Evidence Options

There are many options for gathering evidence about learning or other issues you wish to assess. Choose the approach(es) that would generate the strongest evidence for your particular question or issue. Strong evidence is information that is reliable and speaks most directly to the desired goal.

Assessment Tools

Strong assessments use valid and reliable tools, instruments, or approaches to collect the evidence. We need to be able to trust that the evidence we’re collecting actually means what we think it means. It is important to choose the right tool according to your goal or question. The following categories, while not mutually exclusive, do represent common approaches to assessment.
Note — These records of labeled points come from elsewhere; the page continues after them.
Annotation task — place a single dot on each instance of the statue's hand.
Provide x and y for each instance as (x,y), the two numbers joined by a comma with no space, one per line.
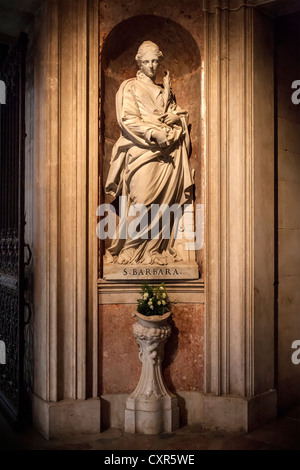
(170,119)
(160,137)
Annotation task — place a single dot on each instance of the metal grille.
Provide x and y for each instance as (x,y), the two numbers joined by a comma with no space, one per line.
(12,139)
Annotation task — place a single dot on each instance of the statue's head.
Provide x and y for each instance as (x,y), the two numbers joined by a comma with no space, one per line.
(148,58)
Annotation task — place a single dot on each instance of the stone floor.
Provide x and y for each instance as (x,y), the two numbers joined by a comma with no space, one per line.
(283,434)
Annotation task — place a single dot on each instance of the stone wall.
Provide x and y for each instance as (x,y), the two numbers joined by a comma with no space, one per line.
(288,125)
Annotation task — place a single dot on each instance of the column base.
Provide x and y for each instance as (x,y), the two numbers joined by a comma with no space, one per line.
(151,416)
(66,417)
(230,413)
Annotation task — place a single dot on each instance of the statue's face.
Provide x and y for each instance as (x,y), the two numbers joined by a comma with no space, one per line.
(149,64)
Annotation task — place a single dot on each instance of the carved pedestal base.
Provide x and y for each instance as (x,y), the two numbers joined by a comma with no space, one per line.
(151,408)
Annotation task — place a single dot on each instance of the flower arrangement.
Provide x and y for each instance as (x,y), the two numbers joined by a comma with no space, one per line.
(154,301)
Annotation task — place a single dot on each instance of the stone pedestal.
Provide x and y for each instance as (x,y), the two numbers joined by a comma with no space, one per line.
(151,408)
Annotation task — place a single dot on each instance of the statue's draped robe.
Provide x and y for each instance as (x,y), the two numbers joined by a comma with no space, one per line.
(146,173)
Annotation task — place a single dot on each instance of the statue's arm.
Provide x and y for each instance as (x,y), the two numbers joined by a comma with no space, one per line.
(131,119)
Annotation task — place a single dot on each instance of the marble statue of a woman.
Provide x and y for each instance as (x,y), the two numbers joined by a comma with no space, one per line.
(149,163)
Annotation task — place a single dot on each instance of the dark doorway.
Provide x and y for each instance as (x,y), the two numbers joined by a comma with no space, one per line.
(12,220)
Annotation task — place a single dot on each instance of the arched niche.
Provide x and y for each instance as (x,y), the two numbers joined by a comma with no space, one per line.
(181,58)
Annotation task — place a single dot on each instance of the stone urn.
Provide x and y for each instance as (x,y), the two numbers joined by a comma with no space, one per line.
(151,408)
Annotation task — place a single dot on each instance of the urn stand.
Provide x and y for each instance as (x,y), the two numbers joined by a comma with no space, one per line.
(151,408)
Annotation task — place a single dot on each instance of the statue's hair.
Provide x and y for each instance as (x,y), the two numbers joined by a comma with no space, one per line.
(146,46)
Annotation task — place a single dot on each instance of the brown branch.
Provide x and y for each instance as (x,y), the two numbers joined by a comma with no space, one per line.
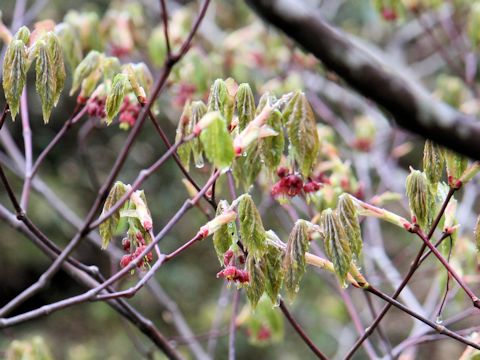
(410,105)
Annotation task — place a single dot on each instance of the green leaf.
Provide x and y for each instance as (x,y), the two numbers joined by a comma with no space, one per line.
(247,167)
(251,227)
(223,238)
(456,166)
(294,264)
(71,44)
(87,66)
(56,55)
(347,214)
(46,80)
(274,272)
(22,34)
(14,74)
(108,227)
(256,284)
(302,132)
(217,142)
(272,146)
(245,103)
(221,99)
(336,244)
(116,96)
(198,110)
Questioning to elicit opinions

The investigator provides a series of questions for the participant to answer on paper, online, or orally. The questions may be close-ended (pick from choices) or open-ended (free answer). The intention is to collect information about participant’s opinions or perceptions about something.

Types:
Survey, Form, Questionnaire, End-of-event evaluation, Interview, Focus Group
Cautions:
Ensure the survey design is valid and reliable to feel confident the participants interpret the questions in the way you intend and that the tool minimizes bias.
Questions asking about participants’ opinions about a topic do not necessarily provide evidence about their skill in that topic.
Analysis approaches:
The analysis depends on the question type. Close-ended questions may lend themselves to descriptive statistics and various statistical analyses. These kinds of questions can be useful to quantify how much people think about certain topics.
Data from open-ended survey questions, interviews, and focus groups generally require qualitative analyses, such as a thematic analysis. This analysis can be time-consuming, but may provide insight on the reasons why participants think as they do about a topic.
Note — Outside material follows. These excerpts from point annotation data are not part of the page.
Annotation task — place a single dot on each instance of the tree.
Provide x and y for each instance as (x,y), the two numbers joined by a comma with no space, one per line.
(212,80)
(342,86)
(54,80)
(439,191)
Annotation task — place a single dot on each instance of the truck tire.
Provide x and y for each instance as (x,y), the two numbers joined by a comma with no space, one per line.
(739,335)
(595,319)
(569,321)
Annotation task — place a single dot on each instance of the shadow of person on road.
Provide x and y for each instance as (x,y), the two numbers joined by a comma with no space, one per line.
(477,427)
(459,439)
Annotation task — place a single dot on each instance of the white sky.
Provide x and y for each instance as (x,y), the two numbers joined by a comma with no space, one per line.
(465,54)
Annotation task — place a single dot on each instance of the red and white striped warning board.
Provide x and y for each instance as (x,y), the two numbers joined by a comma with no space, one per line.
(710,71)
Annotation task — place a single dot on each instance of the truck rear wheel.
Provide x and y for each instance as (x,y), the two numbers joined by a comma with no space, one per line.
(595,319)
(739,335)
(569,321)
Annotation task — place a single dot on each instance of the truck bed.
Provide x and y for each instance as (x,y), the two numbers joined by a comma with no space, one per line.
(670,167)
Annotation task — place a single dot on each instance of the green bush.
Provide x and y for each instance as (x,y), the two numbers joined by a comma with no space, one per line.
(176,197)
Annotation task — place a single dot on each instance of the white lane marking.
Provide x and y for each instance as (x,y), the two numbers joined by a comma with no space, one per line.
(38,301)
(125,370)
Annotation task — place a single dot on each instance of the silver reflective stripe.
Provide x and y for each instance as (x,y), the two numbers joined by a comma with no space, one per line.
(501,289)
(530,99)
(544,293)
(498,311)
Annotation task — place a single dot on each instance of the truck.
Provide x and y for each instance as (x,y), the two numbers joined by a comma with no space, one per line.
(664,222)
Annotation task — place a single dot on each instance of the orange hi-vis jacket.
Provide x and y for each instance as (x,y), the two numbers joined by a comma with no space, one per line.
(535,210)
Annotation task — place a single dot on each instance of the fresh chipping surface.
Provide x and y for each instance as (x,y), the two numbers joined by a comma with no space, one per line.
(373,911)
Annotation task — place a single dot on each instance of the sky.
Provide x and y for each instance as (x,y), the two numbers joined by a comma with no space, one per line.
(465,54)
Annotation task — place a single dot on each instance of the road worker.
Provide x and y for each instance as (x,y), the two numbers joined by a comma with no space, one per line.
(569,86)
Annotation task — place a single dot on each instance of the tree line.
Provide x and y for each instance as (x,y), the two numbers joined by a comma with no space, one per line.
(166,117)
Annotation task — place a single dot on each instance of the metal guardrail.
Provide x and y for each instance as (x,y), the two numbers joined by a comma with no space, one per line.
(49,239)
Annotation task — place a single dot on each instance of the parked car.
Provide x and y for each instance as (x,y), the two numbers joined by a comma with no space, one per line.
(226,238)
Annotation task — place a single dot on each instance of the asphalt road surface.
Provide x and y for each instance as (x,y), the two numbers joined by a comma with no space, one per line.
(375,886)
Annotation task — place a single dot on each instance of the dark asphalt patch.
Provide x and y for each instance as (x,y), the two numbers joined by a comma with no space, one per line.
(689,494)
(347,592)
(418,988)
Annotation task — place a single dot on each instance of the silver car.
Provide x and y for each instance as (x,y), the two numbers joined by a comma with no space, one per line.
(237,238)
Questioning to elicit content knowledge

The investigator provides a series of questions for the participant to answer on paper, online, or orally. The questions may be close-ended (pick from choices) or open-ended (free answer). The intention is to have individuals exhibit their knowledge or cognitive skills on specific topics.

Types:
Exams, Quizzes, Standardized tests, Essay tests, Oral proficiency exams
Cautions:
The tool design can influence how the participants represent their learning. Ensure the design is valid and reliable to feel confident the participants interpret the questions in the way you intend and that the tool is actually measuring what you think it is. (For example, incorrect marks on a bubble sheet could mean that the person did not know the correct answer, but it is also possible the person had a physical disorder which caused the person to mark the wrong circle even though the individual knew the correct answer.)
Analysis approaches:
For close-ended questions, one typically compares the responses to an answer key with the acceptable answers. For open-ended responses, one may compare the response to a rubric or answer key to identify the kinds of information expected within a correct or quality response.

Observation

The investigator captures formal or informal evidence based on what is seen or heard. The intention is to collect information about participant’s behaviors and attitudes, especially in an authentic environment.

Types:
Instructor notes students’  interactions inside or outside of class, Community partner reflects on student work, Instructor marks competency completion on a checklist
Cautions:
The training of observers and nature of the observation approaches can influence the quality of the data collected and how much bias is introduced. Consider triangulating the findings with other evidence. If observation will be the only or primary method for data collection, design the observation protocol carefully, train the observer(s), and use rubrics or standards as appropriate.
Analysis approaches:
Qualitative data may require a thematic analysis. Approaches using checklists or rubrics may generate descriptive statistics.

Request performance

The investigator has the participant perform some task which produces a physical manifestation of the individuals’ knowledge or skills. Performances can be very strong evidence to indicate how well the individual achieved a learning outcome.

Types:
Concerts, Presentations, Documents, Artwork, Portfolios, Athletic event, Experiments, MAPs
Cautions:
Make sure the requested performance and performance criteria closely represent the learning that occurred.
Analysis approaches:
Set performance criteria. Compare the performance to the performance criteria.